I hold high expectations for myself, and I always have because grades since kindergarten have been the mark of success. I know this is true for my friends, classmates, and high schoolers everywhere. I’ve seen the effect of grade anxiety on students, and it’s not pretty. I’ve been on the phone with so many of my friends in full panic over grades, crying and feeling like a failure over a number in an online system. I saw a study that found students nowadays have the same levels of anxiety as a psych ward patient did in the 1950’s. Your eyebrows should be raised reading just this statement alone.
One thing school has taught us is this notion of thinking. Schools praise us for good grades and for the ability to do everything, burn out being a big side-effect, and celebrating us for absolutely nothing else.
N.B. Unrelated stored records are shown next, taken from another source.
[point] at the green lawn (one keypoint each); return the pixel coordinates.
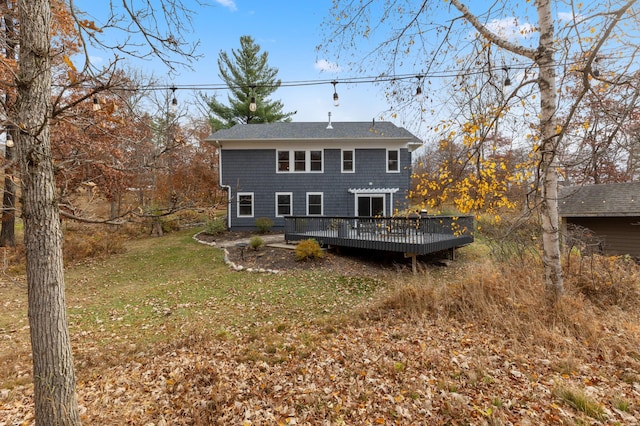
(162, 289)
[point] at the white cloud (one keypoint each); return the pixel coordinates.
(326, 66)
(510, 28)
(231, 4)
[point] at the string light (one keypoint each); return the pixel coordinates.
(596, 71)
(507, 80)
(253, 106)
(336, 101)
(174, 101)
(419, 88)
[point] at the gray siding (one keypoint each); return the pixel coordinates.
(255, 171)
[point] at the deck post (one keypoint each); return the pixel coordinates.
(414, 262)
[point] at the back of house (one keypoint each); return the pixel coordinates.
(342, 169)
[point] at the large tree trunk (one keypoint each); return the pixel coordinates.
(53, 375)
(548, 150)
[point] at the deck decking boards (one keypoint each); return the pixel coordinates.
(405, 235)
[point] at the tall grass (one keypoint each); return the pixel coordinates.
(508, 298)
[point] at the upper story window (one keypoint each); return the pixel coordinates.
(283, 161)
(348, 161)
(393, 160)
(299, 161)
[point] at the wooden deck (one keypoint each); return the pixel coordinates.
(412, 236)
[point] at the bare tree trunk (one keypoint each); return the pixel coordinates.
(7, 231)
(53, 374)
(544, 58)
(548, 152)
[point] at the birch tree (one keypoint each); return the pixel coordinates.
(433, 37)
(53, 371)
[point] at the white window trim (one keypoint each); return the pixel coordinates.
(387, 160)
(253, 202)
(369, 195)
(307, 160)
(321, 194)
(278, 161)
(290, 194)
(353, 160)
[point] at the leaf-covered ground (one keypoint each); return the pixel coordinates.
(358, 361)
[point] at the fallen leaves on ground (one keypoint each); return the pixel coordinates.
(389, 371)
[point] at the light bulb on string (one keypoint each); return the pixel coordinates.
(507, 80)
(336, 98)
(253, 106)
(174, 100)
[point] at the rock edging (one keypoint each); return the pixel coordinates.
(234, 266)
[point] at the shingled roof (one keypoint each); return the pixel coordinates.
(616, 199)
(315, 131)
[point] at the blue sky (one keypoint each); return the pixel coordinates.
(289, 30)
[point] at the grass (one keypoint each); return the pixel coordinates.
(161, 289)
(581, 402)
(171, 294)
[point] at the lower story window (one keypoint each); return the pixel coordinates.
(314, 203)
(283, 204)
(245, 204)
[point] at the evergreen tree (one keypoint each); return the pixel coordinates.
(248, 76)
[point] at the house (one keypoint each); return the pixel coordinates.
(313, 169)
(609, 212)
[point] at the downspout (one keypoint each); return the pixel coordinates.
(224, 187)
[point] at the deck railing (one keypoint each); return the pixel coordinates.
(408, 234)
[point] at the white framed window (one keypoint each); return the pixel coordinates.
(283, 161)
(348, 161)
(245, 204)
(300, 161)
(314, 203)
(284, 204)
(393, 161)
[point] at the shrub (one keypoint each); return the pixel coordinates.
(264, 224)
(215, 226)
(308, 250)
(256, 243)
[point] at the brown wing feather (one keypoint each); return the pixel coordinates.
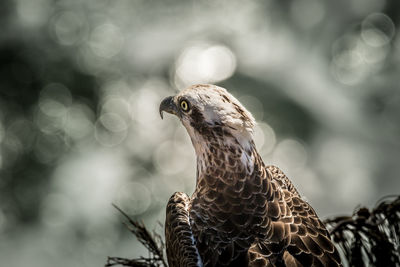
(180, 244)
(299, 237)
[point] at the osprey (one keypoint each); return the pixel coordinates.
(242, 212)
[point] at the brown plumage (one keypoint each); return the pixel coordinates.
(242, 212)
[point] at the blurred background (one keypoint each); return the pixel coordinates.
(80, 86)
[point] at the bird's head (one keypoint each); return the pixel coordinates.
(211, 114)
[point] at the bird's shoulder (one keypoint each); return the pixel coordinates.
(281, 179)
Not our ability to love, not our ability to bring a smile to others’ faces, not our ability to help out someone in need, but only our academic perfection. This system enrages me and has for as long as I can remember.
The concept of grades aren’t only affecting individuals, but friendships. My friends are constantly consumed by Infinite Campus, putting their overall mental, physical, social, and spiritual needs aside. Shouldn’t that raise concern? Not to mention the grade arguments. One of my biggest pet peeves is when I’m in a group and then someone starts talking about a grade. I have some nerdy friends (I know it, they know it, so I can say that) and as soon as someone talks about a test grade, everyone jumps in, always attempting to one up each other. This is a toxic path to go down in friendships because one person always feels worse than the others. It wouldn’t be a problem, however, if the school system didn’t stress the “grades = success” model.
Contrary to what students like you and I have been told for years, you are not your grades. You are not defined by your to-do list or your test scores. I try to tell my friends this often, and while they may know it’s true deep down, they don’t believe it. I hope you believe that you’re more than your grades whilst reading this. That’s the failure of the public school system. Students are learning, only at the expense of their mental health.